Pierre Clergue (Institut de Recherche et d’Innovation, IRI)

Panser notre relation à la matière

Quel est le rôle de la matière dans l’Anthropocène ? Une critique possible est son rapport à sa transformation. Modeler de la matière (cause efficiente) est l’une des principales sources d’entropie biosphèrique dans le sens de la thermodynamique : une perte irréversible (à notre échelle temporelle) de
l’énergie. Bien que notre société thermo-indutrielle a apporté les bienfaits d’une énergie facilement accessible, elle a donc pu transformer facilement la matière. La ville industrielle s’est formée en verre et en acier comme le Crystal Palace puis en béton avec ses substituts du pétrole comme pour la plupart des bâtiments contemporains.

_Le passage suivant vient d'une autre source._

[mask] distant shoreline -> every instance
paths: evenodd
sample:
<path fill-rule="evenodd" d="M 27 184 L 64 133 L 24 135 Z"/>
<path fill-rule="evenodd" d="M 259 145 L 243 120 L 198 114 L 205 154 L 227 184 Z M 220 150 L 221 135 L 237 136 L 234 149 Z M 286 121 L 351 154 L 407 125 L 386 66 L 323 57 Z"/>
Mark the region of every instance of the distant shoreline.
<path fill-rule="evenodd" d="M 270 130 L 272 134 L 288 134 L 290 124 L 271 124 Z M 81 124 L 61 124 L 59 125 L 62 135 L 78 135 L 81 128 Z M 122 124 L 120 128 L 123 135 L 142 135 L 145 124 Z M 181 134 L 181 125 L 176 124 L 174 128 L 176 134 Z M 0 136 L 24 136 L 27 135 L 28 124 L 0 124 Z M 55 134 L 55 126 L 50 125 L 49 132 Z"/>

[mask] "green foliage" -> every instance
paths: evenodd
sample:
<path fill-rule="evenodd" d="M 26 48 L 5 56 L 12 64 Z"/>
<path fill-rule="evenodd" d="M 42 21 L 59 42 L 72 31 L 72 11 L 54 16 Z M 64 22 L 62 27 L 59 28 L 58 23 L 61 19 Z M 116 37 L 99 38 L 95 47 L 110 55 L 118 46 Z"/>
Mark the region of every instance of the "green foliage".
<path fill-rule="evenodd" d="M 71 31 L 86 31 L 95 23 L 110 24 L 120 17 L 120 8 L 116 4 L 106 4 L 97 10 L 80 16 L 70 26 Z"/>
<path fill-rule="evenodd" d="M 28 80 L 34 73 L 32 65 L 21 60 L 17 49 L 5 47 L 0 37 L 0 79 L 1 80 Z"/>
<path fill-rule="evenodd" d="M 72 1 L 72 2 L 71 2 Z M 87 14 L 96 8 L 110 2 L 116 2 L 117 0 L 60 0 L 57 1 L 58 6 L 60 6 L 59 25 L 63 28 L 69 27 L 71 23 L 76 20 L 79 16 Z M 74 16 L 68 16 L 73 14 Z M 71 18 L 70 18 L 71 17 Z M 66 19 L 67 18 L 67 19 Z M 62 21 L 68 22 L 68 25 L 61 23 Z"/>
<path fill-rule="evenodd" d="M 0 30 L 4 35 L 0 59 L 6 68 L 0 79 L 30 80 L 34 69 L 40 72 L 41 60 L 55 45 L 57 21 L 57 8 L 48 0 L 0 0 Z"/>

Aujourd’hui, dans l’époque de l’entropocène et sur la Terre se repose les questions archaïques « de boire, de manger et de s’abriter ». Alors comment panser dans l’urgence ce constat de la matière ? L’histoire des premières techniques montre leurs capacités à utiliser l’énergie sans la disperser. Notre
épreuve est alors de confronter les techniques archaïques locales et processus industriels contemporains avec leurs économies d’échelles afin de créer un consensus néguentropique. Une piste : les matières terres, socle des premières cités et de l’agriculture.